Where the Pixel 7 Pro really excels is in its Portrait mode. I’ve never seen a phone consistently turn out such beautiful, professional looking shots from simply pointing and shooting in Portrait mode.
On the video side, Google has introduced Cinematic Blur, its answer to Apple’s Cinematic mode. This adds blur to video background, and shoots 24fps at 1080p. It’s a nice effect, though it’d be even nicer to see it in 4K.
Overall, the Pixel continues to produce some of the most stunning photography I’ve seen from a smartphone. In the realm of smartphone photography, Apple and Google are in a perennial two-horse race. Which one you favour largely comes down to what you need out of a smartphone camera. For my very specific use case, Pixel takes the crown with the 7 Pro.
Pixel 7 Pro battery life
The Pixel range’s Achilles heel has always been its battery life. The 7 Pro offers adequate if unexciting battery life. I get about a full day out of a charge with normal use, but regularly end up in the danger zone towards the end of the evening. My Pixel 6 got considerably better battery life after a year than was reported at launch, so I’m hopeful that future software updates might improve battery economy a bit, but it’s disheartening to see a flagship phone that bests the iPhone in so many other categories fall so short of it when it comes to something as practical and important as battery life.

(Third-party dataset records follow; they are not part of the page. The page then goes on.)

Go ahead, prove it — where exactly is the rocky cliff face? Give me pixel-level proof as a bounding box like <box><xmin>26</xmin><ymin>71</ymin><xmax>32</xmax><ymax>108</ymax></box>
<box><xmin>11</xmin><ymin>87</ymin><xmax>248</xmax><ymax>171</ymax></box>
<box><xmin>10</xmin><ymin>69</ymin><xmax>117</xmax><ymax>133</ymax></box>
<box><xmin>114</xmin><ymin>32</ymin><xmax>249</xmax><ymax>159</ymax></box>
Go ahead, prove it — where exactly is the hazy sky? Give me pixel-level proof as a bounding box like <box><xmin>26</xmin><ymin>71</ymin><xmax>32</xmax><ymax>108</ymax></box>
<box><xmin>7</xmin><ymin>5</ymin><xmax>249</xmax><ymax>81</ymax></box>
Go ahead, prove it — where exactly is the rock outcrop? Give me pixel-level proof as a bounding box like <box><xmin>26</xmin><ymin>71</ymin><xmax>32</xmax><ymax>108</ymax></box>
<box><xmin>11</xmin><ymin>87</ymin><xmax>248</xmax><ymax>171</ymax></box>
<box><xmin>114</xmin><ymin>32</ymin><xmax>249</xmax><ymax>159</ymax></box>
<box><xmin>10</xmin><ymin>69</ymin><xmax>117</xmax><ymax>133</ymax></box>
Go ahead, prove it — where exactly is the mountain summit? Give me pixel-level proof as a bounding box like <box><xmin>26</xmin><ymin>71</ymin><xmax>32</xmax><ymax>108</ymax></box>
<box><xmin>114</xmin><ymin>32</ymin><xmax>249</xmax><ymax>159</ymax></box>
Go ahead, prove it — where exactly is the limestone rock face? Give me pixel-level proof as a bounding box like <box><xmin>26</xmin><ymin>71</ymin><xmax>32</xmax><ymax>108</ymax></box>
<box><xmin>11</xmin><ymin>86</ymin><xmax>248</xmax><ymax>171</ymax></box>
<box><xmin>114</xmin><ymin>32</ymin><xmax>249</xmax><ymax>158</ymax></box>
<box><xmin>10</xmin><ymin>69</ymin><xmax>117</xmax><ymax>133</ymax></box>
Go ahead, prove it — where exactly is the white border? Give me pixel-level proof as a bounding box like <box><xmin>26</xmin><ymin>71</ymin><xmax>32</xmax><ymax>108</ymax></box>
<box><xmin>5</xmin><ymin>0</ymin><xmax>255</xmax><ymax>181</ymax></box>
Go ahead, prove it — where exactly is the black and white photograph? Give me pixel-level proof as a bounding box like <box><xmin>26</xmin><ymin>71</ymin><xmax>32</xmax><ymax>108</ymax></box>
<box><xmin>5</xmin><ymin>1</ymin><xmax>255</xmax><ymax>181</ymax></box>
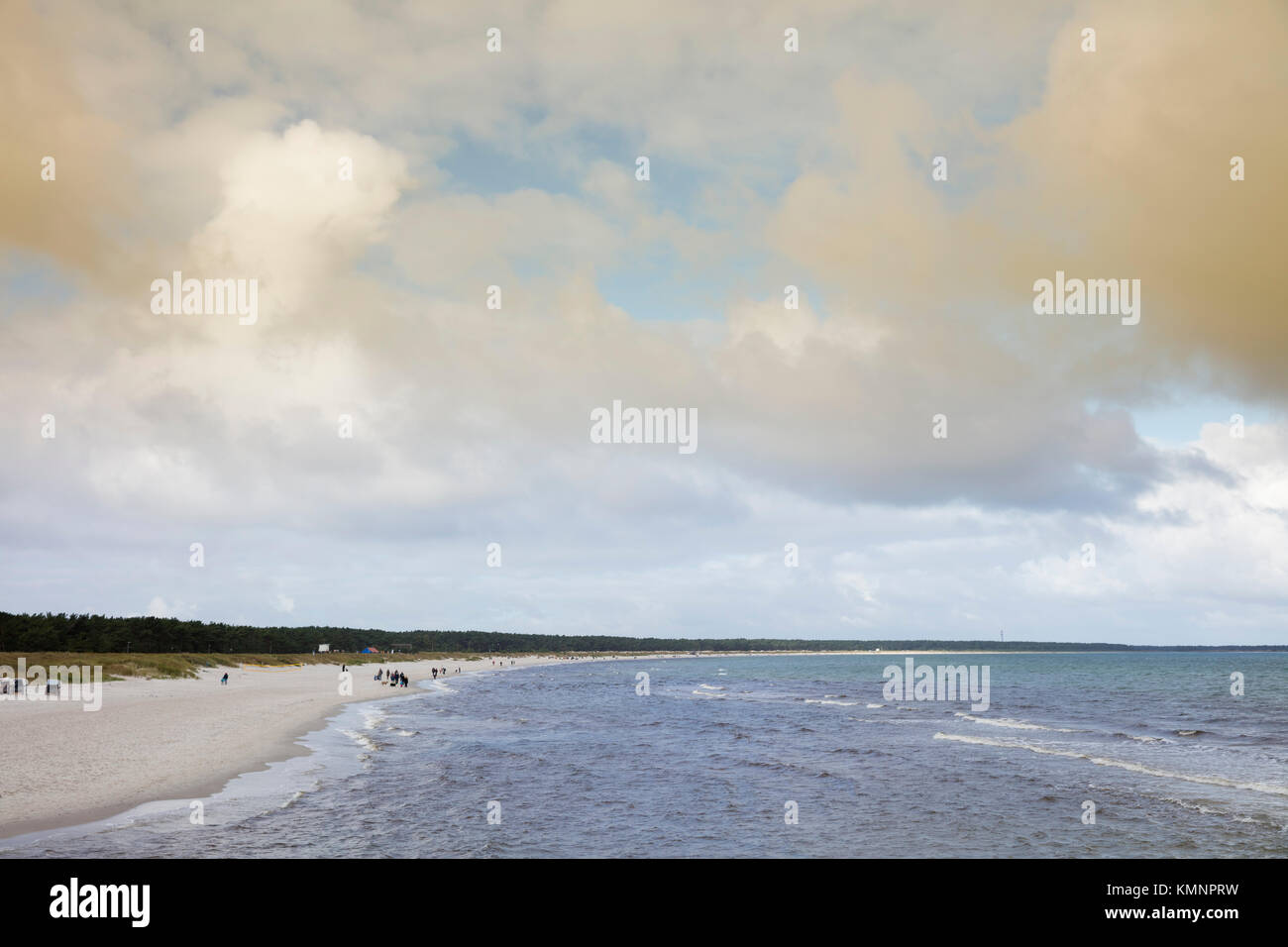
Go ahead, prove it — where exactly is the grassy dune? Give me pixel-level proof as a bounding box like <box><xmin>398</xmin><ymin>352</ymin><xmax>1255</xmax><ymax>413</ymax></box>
<box><xmin>0</xmin><ymin>651</ymin><xmax>482</xmax><ymax>681</ymax></box>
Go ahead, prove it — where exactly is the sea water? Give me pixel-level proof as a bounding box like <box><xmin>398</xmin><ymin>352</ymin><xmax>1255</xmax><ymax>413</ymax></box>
<box><xmin>0</xmin><ymin>652</ymin><xmax>1288</xmax><ymax>858</ymax></box>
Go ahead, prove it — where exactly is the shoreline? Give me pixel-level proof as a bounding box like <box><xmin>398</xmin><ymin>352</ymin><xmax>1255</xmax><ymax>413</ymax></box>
<box><xmin>0</xmin><ymin>651</ymin><xmax>1236</xmax><ymax>841</ymax></box>
<box><xmin>0</xmin><ymin>655</ymin><xmax>683</xmax><ymax>843</ymax></box>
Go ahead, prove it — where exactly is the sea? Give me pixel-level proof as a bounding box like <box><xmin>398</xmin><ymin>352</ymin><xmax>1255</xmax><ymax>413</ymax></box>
<box><xmin>0</xmin><ymin>652</ymin><xmax>1288</xmax><ymax>858</ymax></box>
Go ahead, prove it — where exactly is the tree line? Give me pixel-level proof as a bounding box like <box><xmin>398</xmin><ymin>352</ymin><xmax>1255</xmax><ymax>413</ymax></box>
<box><xmin>0</xmin><ymin>612</ymin><xmax>1283</xmax><ymax>655</ymax></box>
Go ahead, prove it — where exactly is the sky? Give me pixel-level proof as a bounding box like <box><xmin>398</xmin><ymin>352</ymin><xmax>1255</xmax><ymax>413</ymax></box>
<box><xmin>0</xmin><ymin>0</ymin><xmax>1288</xmax><ymax>644</ymax></box>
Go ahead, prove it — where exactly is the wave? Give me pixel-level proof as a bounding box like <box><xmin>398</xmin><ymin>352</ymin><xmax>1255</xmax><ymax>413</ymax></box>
<box><xmin>953</xmin><ymin>711</ymin><xmax>1077</xmax><ymax>733</ymax></box>
<box><xmin>935</xmin><ymin>733</ymin><xmax>1288</xmax><ymax>796</ymax></box>
<box><xmin>1113</xmin><ymin>732</ymin><xmax>1172</xmax><ymax>743</ymax></box>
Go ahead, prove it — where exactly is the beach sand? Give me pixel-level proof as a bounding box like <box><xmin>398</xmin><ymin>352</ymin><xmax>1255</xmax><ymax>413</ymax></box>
<box><xmin>0</xmin><ymin>651</ymin><xmax>1050</xmax><ymax>839</ymax></box>
<box><xmin>0</xmin><ymin>656</ymin><xmax>558</xmax><ymax>839</ymax></box>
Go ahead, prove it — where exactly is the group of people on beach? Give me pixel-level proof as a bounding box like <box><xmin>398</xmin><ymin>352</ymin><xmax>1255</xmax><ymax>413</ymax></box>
<box><xmin>376</xmin><ymin>668</ymin><xmax>407</xmax><ymax>686</ymax></box>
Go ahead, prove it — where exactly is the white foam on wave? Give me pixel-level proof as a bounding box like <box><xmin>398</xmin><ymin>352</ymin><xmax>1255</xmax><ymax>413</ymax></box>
<box><xmin>340</xmin><ymin>729</ymin><xmax>377</xmax><ymax>753</ymax></box>
<box><xmin>935</xmin><ymin>733</ymin><xmax>1288</xmax><ymax>796</ymax></box>
<box><xmin>953</xmin><ymin>711</ymin><xmax>1077</xmax><ymax>733</ymax></box>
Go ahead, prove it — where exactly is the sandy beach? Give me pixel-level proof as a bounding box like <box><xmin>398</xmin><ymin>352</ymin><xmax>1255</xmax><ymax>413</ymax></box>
<box><xmin>0</xmin><ymin>656</ymin><xmax>569</xmax><ymax>837</ymax></box>
<box><xmin>0</xmin><ymin>651</ymin><xmax>1097</xmax><ymax>839</ymax></box>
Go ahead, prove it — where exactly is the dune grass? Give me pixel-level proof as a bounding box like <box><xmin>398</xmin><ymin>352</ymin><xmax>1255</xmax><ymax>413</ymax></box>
<box><xmin>0</xmin><ymin>651</ymin><xmax>481</xmax><ymax>681</ymax></box>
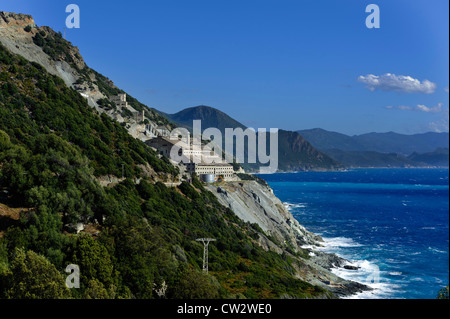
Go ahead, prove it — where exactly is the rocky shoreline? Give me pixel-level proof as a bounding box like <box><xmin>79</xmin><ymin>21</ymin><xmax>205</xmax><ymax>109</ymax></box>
<box><xmin>208</xmin><ymin>181</ymin><xmax>373</xmax><ymax>298</ymax></box>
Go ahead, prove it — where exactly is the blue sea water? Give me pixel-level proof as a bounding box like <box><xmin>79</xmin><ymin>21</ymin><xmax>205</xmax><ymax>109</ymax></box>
<box><xmin>260</xmin><ymin>169</ymin><xmax>449</xmax><ymax>299</ymax></box>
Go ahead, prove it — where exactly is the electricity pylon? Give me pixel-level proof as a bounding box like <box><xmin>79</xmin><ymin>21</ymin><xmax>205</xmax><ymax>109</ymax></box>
<box><xmin>196</xmin><ymin>238</ymin><xmax>216</xmax><ymax>273</ymax></box>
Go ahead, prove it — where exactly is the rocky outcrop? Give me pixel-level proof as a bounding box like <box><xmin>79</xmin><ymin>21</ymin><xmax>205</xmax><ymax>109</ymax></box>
<box><xmin>208</xmin><ymin>181</ymin><xmax>371</xmax><ymax>297</ymax></box>
<box><xmin>208</xmin><ymin>181</ymin><xmax>322</xmax><ymax>250</ymax></box>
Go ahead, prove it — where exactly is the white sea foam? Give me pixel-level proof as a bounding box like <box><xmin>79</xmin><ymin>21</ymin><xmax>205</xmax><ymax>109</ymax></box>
<box><xmin>316</xmin><ymin>237</ymin><xmax>363</xmax><ymax>250</ymax></box>
<box><xmin>283</xmin><ymin>202</ymin><xmax>307</xmax><ymax>211</ymax></box>
<box><xmin>317</xmin><ymin>237</ymin><xmax>401</xmax><ymax>299</ymax></box>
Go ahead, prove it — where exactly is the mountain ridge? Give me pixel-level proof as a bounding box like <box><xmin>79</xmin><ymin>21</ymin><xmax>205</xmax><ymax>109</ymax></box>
<box><xmin>160</xmin><ymin>105</ymin><xmax>340</xmax><ymax>171</ymax></box>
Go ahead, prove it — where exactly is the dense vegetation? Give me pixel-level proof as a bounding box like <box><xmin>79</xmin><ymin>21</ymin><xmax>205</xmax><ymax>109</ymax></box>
<box><xmin>0</xmin><ymin>46</ymin><xmax>328</xmax><ymax>298</ymax></box>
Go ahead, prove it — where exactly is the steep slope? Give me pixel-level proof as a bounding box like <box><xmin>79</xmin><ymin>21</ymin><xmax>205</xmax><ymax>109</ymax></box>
<box><xmin>168</xmin><ymin>105</ymin><xmax>246</xmax><ymax>132</ymax></box>
<box><xmin>0</xmin><ymin>37</ymin><xmax>338</xmax><ymax>298</ymax></box>
<box><xmin>297</xmin><ymin>129</ymin><xmax>449</xmax><ymax>156</ymax></box>
<box><xmin>166</xmin><ymin>105</ymin><xmax>340</xmax><ymax>171</ymax></box>
<box><xmin>0</xmin><ymin>10</ymin><xmax>365</xmax><ymax>298</ymax></box>
<box><xmin>408</xmin><ymin>148</ymin><xmax>449</xmax><ymax>167</ymax></box>
<box><xmin>298</xmin><ymin>129</ymin><xmax>449</xmax><ymax>167</ymax></box>
<box><xmin>325</xmin><ymin>149</ymin><xmax>420</xmax><ymax>168</ymax></box>
<box><xmin>0</xmin><ymin>11</ymin><xmax>172</xmax><ymax>139</ymax></box>
<box><xmin>355</xmin><ymin>132</ymin><xmax>449</xmax><ymax>156</ymax></box>
<box><xmin>297</xmin><ymin>128</ymin><xmax>367</xmax><ymax>151</ymax></box>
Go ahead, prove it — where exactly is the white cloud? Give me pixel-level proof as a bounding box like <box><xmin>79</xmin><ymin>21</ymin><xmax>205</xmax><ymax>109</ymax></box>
<box><xmin>358</xmin><ymin>73</ymin><xmax>436</xmax><ymax>94</ymax></box>
<box><xmin>386</xmin><ymin>103</ymin><xmax>444</xmax><ymax>113</ymax></box>
<box><xmin>428</xmin><ymin>107</ymin><xmax>448</xmax><ymax>133</ymax></box>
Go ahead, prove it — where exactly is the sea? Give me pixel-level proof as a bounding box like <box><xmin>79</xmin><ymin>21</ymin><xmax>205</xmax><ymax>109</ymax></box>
<box><xmin>259</xmin><ymin>168</ymin><xmax>449</xmax><ymax>299</ymax></box>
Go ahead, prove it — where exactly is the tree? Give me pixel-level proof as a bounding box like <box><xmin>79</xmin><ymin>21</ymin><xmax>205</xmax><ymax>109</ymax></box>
<box><xmin>172</xmin><ymin>267</ymin><xmax>219</xmax><ymax>299</ymax></box>
<box><xmin>6</xmin><ymin>249</ymin><xmax>71</xmax><ymax>299</ymax></box>
<box><xmin>436</xmin><ymin>286</ymin><xmax>449</xmax><ymax>299</ymax></box>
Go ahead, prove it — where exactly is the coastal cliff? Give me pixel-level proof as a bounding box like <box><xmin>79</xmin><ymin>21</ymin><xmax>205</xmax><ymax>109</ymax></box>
<box><xmin>207</xmin><ymin>181</ymin><xmax>371</xmax><ymax>297</ymax></box>
<box><xmin>0</xmin><ymin>12</ymin><xmax>368</xmax><ymax>298</ymax></box>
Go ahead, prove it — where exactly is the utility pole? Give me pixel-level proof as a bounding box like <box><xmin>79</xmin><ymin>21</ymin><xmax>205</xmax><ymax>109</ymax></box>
<box><xmin>196</xmin><ymin>238</ymin><xmax>216</xmax><ymax>273</ymax></box>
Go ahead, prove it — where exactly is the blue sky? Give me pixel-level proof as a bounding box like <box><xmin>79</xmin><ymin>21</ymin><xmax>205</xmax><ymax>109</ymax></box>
<box><xmin>0</xmin><ymin>0</ymin><xmax>449</xmax><ymax>135</ymax></box>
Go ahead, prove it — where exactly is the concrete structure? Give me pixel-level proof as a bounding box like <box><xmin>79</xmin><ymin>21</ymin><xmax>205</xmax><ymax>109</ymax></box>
<box><xmin>146</xmin><ymin>136</ymin><xmax>235</xmax><ymax>180</ymax></box>
<box><xmin>110</xmin><ymin>93</ymin><xmax>128</xmax><ymax>108</ymax></box>
<box><xmin>186</xmin><ymin>163</ymin><xmax>234</xmax><ymax>180</ymax></box>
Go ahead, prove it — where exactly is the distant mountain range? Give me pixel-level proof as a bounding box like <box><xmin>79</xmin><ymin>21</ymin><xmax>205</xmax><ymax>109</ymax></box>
<box><xmin>160</xmin><ymin>105</ymin><xmax>341</xmax><ymax>171</ymax></box>
<box><xmin>297</xmin><ymin>129</ymin><xmax>449</xmax><ymax>167</ymax></box>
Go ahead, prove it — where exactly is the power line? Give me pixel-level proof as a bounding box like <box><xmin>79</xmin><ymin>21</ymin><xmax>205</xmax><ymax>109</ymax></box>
<box><xmin>196</xmin><ymin>238</ymin><xmax>216</xmax><ymax>273</ymax></box>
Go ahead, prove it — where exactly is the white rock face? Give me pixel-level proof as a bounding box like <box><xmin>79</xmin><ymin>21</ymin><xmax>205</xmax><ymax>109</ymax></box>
<box><xmin>208</xmin><ymin>181</ymin><xmax>322</xmax><ymax>252</ymax></box>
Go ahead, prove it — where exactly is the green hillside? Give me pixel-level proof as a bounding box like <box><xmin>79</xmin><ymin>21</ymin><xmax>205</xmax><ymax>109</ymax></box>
<box><xmin>0</xmin><ymin>45</ymin><xmax>330</xmax><ymax>299</ymax></box>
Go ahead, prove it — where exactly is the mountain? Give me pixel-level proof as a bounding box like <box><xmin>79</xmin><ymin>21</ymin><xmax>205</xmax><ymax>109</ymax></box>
<box><xmin>297</xmin><ymin>129</ymin><xmax>449</xmax><ymax>156</ymax></box>
<box><xmin>163</xmin><ymin>105</ymin><xmax>340</xmax><ymax>171</ymax></box>
<box><xmin>163</xmin><ymin>105</ymin><xmax>246</xmax><ymax>132</ymax></box>
<box><xmin>297</xmin><ymin>128</ymin><xmax>367</xmax><ymax>151</ymax></box>
<box><xmin>297</xmin><ymin>129</ymin><xmax>449</xmax><ymax>167</ymax></box>
<box><xmin>408</xmin><ymin>148</ymin><xmax>449</xmax><ymax>167</ymax></box>
<box><xmin>354</xmin><ymin>132</ymin><xmax>449</xmax><ymax>156</ymax></box>
<box><xmin>0</xmin><ymin>12</ymin><xmax>365</xmax><ymax>299</ymax></box>
<box><xmin>325</xmin><ymin>149</ymin><xmax>420</xmax><ymax>168</ymax></box>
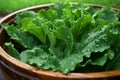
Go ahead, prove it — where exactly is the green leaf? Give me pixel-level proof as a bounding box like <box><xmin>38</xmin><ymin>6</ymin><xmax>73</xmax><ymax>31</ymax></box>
<box><xmin>98</xmin><ymin>8</ymin><xmax>118</xmax><ymax>22</ymax></box>
<box><xmin>20</xmin><ymin>47</ymin><xmax>48</xmax><ymax>67</ymax></box>
<box><xmin>72</xmin><ymin>15</ymin><xmax>92</xmax><ymax>40</ymax></box>
<box><xmin>14</xmin><ymin>11</ymin><xmax>36</xmax><ymax>27</ymax></box>
<box><xmin>55</xmin><ymin>27</ymin><xmax>74</xmax><ymax>54</ymax></box>
<box><xmin>5</xmin><ymin>42</ymin><xmax>20</xmax><ymax>60</ymax></box>
<box><xmin>60</xmin><ymin>52</ymin><xmax>83</xmax><ymax>73</ymax></box>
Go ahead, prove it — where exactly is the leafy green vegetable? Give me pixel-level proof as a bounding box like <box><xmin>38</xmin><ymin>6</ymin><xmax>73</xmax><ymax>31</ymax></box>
<box><xmin>5</xmin><ymin>43</ymin><xmax>20</xmax><ymax>60</ymax></box>
<box><xmin>2</xmin><ymin>3</ymin><xmax>120</xmax><ymax>74</ymax></box>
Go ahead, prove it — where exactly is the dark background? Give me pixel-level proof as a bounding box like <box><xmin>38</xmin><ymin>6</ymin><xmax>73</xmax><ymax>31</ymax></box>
<box><xmin>0</xmin><ymin>71</ymin><xmax>5</xmax><ymax>80</ymax></box>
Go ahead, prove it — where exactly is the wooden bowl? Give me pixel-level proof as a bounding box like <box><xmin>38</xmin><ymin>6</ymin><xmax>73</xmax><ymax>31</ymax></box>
<box><xmin>0</xmin><ymin>4</ymin><xmax>120</xmax><ymax>80</ymax></box>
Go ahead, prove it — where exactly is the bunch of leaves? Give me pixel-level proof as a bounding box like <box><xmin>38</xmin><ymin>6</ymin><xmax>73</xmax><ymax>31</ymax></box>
<box><xmin>2</xmin><ymin>3</ymin><xmax>120</xmax><ymax>74</ymax></box>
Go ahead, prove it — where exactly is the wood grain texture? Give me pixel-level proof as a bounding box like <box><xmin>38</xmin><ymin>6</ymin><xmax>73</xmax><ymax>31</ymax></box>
<box><xmin>0</xmin><ymin>4</ymin><xmax>120</xmax><ymax>80</ymax></box>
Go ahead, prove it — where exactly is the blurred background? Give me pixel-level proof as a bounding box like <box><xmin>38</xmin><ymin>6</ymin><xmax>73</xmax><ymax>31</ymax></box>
<box><xmin>0</xmin><ymin>0</ymin><xmax>120</xmax><ymax>80</ymax></box>
<box><xmin>0</xmin><ymin>0</ymin><xmax>120</xmax><ymax>14</ymax></box>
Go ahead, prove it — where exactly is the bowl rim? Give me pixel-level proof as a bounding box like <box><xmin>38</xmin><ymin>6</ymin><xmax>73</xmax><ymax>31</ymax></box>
<box><xmin>0</xmin><ymin>3</ymin><xmax>120</xmax><ymax>79</ymax></box>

Fortunately, the Pixel 7 Pro supports fast charging, so 30 minutes will get you to around 50%. You’ll need closer to an hour-and-a-half to go from 0% to a full charge. Still, I’d like to see Google give Apple some serious competition on battery economy rather than boasting something as entry level as “all-day battery life”.
Is the Pixel 7 Pro worth buying?
It’d be hard to find a better performing flagship phone at a better value than the Pixel 7 Pro. It’s a great piece of industrial design, and the subtle refinements from the 6 Pro make it a much more elegant looking device. You could make a reasonable argument for its camera being industry-leading, and the case becomes even more compelling when you look at the significant price gap between the 7 Pro and the iPhone 14 Pro Max. As with its predecessors, the Pixel 7 Pro is let down slightly by its less-than-stellar battery life. But given its seriously impressive camera, Android 13’s sleek, uncluttered design and its lower price point, the 7 Pro convinces me I’ll be staying in Google’s device ecosystem for a long time to come.